Москва – Берлин: история по памяти | страница 93



Первым, кто вошел в класс, был Герд Доннер. Еще в народной школе его оставляли на второй год, и поэтому он был годом старше всех нас. Однако своим авторитетом он был обязан не только возрасту, но и высокому росту, умению не лезть за словом в карман и особому, чуть ли не дарвиновскому инстинкту, приобретенному на задворках юго-восточного Берлина, — Доннер держал нос по ветру и умел приспособиться к любой ситуации. Всегда щеголевато одетый, на каждой перемене он почти автоматически доставал узкий кожаный футляр, извлекал оттуда расческу и, слегка откинув голову, проводил ею по длинным волосам, зачесывая их назад; этакий денди от пролетариата, на которого смотрели с восхищением, как на знатока овеянных тайной ночных баров и волнующих историй про женщин. Бросив быстрый взгляд на мою парту, он тихо, но резко сказал: «Убери это сейчас же!» Не дожидаясь моей реакции, он тут же начал ногтем по кусочку отколупывать лак из овала.

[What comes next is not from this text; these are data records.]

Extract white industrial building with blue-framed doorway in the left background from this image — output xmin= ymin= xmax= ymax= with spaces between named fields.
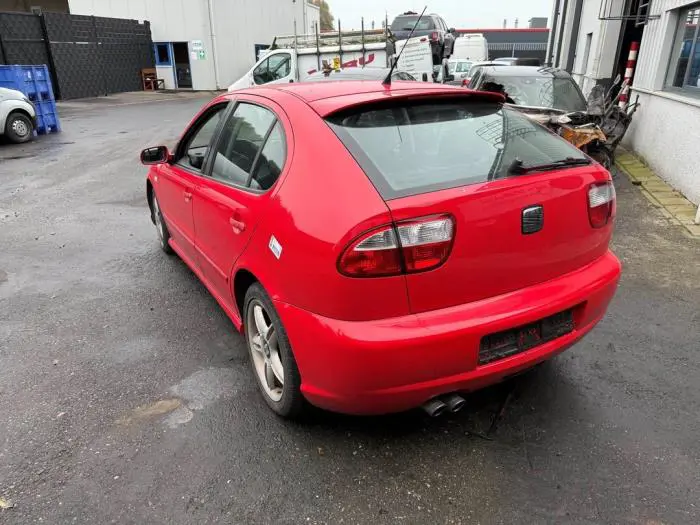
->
xmin=68 ymin=0 xmax=319 ymax=90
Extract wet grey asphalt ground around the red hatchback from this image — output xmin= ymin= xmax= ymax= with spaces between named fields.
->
xmin=0 ymin=95 xmax=700 ymax=525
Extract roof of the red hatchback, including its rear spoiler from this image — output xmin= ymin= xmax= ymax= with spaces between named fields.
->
xmin=233 ymin=80 xmax=505 ymax=117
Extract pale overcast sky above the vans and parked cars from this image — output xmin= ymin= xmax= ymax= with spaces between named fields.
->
xmin=327 ymin=0 xmax=552 ymax=29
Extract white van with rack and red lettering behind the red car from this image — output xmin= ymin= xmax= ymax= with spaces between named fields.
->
xmin=228 ymin=29 xmax=394 ymax=91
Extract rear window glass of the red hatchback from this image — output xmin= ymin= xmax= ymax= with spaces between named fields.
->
xmin=327 ymin=100 xmax=585 ymax=199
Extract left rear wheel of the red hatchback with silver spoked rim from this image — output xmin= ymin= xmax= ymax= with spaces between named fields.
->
xmin=243 ymin=283 xmax=306 ymax=419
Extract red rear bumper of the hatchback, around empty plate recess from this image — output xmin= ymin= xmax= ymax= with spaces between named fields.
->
xmin=275 ymin=252 xmax=620 ymax=414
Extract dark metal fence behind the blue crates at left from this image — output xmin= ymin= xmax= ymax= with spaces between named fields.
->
xmin=0 ymin=13 xmax=154 ymax=99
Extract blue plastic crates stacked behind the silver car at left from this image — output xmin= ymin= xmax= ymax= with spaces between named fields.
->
xmin=0 ymin=65 xmax=61 ymax=135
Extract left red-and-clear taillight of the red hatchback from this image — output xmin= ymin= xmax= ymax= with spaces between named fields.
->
xmin=338 ymin=215 xmax=454 ymax=277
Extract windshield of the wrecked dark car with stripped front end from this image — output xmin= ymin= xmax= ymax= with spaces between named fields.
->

Тем временем подтянулись остальные ученики, помещение за нашими спинами заполнилось, некоторые подошли ближе и еще смогли разглядеть в оставшихся очертаниях карикатуру. В нарастающем гвалте Герд Доннер пригрозил взбучкой тому, кто посмеет нажаловаться.

Чуть позже в комнату вошел учитель, господин Аппельт. Это был педантичный, не уверенный в себе, вечно потеющий человек с крупным специфического серого цвета лицом, что говорило о тяжести долгих ночных часов, проведенных за освоением учебного материала. Не успел класс сесть, как, ко всеобщему удивлению, поднялся Нильс Шлак, — это был прилежный полноватый мальчик, наполовину норвежец, единственный в классе постоянно носивший значок гитлерюгенда на лацкане пиджака. «Мне нужно кое о чем сообщить», — произнес Шлак. Затем он рассказал о случившемся. Учитель состроил брезгливую мину — лоб его прочертила вертикальная складка — и, едва заметно покачав головой, он подошел ко мне. Учитель растерянно уставился на парту и затем велел после уроков пойти с ним к директору, где мне учинили обстоятельный допрос. Уже на следующий день пришел чиновник в штатском снимать показания, и у мамы снова появился повод причитать.

Объяснялось ли смутное недоверие, исходившее с того дня от некоторых учителей, боязнью любых, даже столь незначительных нарушений? Как бы то ни было, но после этого происшествия у меня появились и новые друзья — среди них Вигберт Ганс, первый ученик в классе, который обратился ко мне со словами «Мы тоже анти» — распространенной в те времена формулой признания. Его отец, как я узнал позже, тоже был снят нацистами с должности. Однако наш классный наставник с этих пор усматривал в любой невнимательности, любой провинности с моей стороны проявления безнадежной никчемности и к тому же политической неблагонадежности, так что вскоре я с огромным отрывом возглавил список учеников, получивших замечания в классном журнале или оставленных после уроков, и, чтобы положить конец этому безобразию, моего отца вызвали к господину Вайнхольду. Они сошлись на том, что я смогу избежать грозившего мне исключения лишь в том случае, если в самое ближайшее время покину школу.